I have a scientific theory on what post-op complication led to the uncontrollable brain swelling.  Possibly a large vein had a thrombus that formed at the time of surgery and resolved spontaneously a week later, the morning I prayed for her.  Perhaps she did not suffer extensive brain damage because of the protection offered by barbiturate coma and body cooling.  Perhaps the important faith was not in God but in the power of medicine.

But then again, if you ask God for a miracle and it occurs at the very moment you ask, can you honestly tell yourself it was a coincidence?

Shock!

It was a Friday in August of 1991. I was sixteen. I’d been driving alone for six-months. The whole world was in front of me. I could do whatever I wanted, except on the day before I’d had an MRI and been diagnosed with a malignant brain tumor. It was killing me, blocking the water from draining out of my brain, putting pressure on the area that controlled my eyes.

There are times when those who get bad news, really bad news, lack the emotional and cognitive capacity to absorb that news. In other words it’s like trying to eat an entire elephant in one bite. Like a deer in the headlights of a huge truck I had no idea of how to process what was happening or what was about to happen. The doorbell rang and my Mom ushered in the minister from our church. He was new to our church and didn’t know anyone well. In retrospect I think he was as shocked as I was. Ministers were supposed to fix things, to make people feel better, to boldly proclaim that God is good and that he will shepherd us through the valley of the shadow of death. That’s was a tall order when he didn’t even know me. After a few pleasantries he took me into the library and asked “How are you?”

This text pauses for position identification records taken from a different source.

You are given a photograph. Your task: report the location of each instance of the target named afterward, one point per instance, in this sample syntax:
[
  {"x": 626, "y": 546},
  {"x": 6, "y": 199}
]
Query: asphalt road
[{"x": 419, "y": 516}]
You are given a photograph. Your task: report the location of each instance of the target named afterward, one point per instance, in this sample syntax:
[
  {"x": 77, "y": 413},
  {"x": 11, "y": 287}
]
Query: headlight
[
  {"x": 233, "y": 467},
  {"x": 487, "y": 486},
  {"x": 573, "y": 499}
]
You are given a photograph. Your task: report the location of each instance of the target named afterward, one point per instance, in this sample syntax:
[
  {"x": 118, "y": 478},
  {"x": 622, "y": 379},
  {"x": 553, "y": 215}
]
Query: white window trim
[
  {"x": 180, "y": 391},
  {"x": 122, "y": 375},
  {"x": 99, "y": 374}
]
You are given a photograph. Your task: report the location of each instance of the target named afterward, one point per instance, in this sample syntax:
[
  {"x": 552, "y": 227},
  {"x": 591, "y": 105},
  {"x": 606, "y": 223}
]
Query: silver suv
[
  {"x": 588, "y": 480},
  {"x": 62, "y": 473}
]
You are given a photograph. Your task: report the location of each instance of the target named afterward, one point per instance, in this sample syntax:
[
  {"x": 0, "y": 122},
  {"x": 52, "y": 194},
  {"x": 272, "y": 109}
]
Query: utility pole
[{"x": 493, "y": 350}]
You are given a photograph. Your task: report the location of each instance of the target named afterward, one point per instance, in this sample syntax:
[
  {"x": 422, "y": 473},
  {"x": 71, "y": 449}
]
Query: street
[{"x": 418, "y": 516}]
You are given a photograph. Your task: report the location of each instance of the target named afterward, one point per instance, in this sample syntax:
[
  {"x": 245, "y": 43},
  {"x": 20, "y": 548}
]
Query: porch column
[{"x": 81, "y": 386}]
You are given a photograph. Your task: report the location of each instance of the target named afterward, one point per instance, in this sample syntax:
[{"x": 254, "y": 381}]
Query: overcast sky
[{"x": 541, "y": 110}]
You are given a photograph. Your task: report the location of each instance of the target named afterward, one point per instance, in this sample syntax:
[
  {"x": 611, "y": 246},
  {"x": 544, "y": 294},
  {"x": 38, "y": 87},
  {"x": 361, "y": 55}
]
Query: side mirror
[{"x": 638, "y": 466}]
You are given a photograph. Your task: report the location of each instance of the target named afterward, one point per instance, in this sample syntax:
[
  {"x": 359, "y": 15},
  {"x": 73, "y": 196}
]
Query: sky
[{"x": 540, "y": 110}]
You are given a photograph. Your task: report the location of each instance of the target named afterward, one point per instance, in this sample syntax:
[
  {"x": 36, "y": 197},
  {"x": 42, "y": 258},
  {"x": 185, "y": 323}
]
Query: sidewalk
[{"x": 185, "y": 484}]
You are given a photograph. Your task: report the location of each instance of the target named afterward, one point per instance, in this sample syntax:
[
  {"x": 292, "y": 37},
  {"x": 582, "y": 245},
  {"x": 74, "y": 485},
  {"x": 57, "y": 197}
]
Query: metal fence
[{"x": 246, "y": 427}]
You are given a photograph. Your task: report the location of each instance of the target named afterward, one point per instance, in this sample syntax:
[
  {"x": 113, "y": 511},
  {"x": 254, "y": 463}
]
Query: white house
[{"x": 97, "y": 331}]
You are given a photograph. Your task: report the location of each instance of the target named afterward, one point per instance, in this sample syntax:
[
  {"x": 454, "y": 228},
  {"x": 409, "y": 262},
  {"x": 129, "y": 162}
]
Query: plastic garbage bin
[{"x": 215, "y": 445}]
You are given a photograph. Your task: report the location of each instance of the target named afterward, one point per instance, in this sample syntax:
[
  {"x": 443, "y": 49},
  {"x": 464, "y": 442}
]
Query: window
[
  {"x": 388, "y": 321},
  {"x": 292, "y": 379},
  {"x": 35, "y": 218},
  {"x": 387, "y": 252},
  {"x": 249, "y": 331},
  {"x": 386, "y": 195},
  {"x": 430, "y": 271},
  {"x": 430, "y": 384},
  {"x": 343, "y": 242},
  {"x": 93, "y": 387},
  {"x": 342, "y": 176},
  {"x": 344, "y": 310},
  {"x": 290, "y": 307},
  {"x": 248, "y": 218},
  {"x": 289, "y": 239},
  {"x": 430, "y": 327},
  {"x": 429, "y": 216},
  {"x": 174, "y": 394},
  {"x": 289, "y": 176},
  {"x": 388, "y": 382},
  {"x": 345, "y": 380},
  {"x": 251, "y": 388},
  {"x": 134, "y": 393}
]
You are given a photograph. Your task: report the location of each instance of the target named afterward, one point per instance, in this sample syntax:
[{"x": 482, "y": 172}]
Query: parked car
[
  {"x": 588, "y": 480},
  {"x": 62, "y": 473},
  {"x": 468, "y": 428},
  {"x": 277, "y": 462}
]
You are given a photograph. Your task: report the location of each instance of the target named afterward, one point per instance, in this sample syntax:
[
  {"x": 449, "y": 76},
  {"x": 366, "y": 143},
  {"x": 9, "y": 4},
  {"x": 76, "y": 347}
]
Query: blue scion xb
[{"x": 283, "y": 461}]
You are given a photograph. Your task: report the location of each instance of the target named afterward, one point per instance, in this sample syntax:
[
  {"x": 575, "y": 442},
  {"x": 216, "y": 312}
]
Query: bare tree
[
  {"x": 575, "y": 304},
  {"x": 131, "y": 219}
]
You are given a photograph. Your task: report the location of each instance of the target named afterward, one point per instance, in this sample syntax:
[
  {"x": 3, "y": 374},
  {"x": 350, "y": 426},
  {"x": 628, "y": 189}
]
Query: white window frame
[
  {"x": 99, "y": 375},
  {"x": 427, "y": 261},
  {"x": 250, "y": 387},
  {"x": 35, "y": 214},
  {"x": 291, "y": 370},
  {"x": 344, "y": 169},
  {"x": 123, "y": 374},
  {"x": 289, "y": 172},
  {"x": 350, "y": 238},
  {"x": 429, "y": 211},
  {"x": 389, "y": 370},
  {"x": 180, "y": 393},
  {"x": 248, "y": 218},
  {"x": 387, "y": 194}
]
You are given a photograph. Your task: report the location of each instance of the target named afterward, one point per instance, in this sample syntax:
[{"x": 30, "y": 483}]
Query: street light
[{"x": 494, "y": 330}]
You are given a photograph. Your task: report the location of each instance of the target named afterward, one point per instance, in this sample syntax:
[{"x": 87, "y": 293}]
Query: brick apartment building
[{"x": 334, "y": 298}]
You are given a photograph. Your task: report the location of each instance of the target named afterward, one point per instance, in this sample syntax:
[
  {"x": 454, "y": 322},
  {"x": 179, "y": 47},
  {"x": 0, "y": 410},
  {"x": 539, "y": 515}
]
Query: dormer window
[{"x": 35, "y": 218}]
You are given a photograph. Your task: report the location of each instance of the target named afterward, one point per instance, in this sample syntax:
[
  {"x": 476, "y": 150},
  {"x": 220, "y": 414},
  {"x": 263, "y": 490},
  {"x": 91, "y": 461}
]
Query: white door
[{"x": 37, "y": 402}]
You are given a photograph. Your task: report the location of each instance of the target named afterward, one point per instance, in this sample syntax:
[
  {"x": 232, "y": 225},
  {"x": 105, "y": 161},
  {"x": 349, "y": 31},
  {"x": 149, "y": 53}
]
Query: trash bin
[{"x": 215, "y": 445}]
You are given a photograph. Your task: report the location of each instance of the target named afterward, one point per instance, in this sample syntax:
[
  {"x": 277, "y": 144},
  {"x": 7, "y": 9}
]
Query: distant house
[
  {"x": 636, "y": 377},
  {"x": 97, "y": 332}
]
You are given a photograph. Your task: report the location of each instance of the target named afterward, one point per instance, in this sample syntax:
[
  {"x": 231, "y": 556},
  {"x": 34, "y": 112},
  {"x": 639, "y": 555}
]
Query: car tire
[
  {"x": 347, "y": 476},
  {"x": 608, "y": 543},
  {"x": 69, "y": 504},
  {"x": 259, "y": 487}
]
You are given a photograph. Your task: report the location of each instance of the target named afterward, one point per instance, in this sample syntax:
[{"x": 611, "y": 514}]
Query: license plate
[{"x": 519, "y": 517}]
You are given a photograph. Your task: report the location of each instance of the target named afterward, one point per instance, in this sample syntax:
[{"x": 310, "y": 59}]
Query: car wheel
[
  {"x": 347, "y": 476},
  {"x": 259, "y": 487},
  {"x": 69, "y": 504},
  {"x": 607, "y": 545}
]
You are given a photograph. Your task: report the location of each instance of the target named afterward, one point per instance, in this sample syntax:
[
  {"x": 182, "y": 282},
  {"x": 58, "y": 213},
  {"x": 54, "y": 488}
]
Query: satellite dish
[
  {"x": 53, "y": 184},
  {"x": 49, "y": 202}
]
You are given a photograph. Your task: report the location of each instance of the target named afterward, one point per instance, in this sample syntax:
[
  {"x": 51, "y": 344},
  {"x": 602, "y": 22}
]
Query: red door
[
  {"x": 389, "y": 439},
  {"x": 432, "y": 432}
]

There is a story of a man who jumped off a ten story building at each floor they asked him how he was doing at every floor he said, “So far, so good.” How we are doing in our body, mind, heart, spirit and soul is a complex question. I wasn’t much of a Christian back then. I’d read enough of the Bible, gone to church enough and prayed enough to be a very promising Pharisee. My understanding of grace was sorely lacking. My experience with the Holy Spirit was miniscule. I didn’t want or even know how to be vulnerable in front of the minister. In this moment of crisis I fell back on one of the stories I’d heard in church. It was the familiar story of the footsteps in sand. I man had a dream where he was walking on a beach. As he looked back he saw two pairs of footsteps in the sand. The footsteps represented the journey of his life. When it came to the really difficult times in his life one of the sets of footsteps disappeared. The man asked God, “Why did you abandon me during those difficult times?” God said those were the times I carried you.” In the pressure to respond to the question of “How are you?” I said, “I don’t feel that God has abandoned me.” That was the best I had at that moment.

When we get pressed and shocked beyond our human capacity to respond we fall back on the spiritual tools we’ve learned and absorbed. What are some of the spiritual tools that work best for life’s unexpected and often dreaded surprises?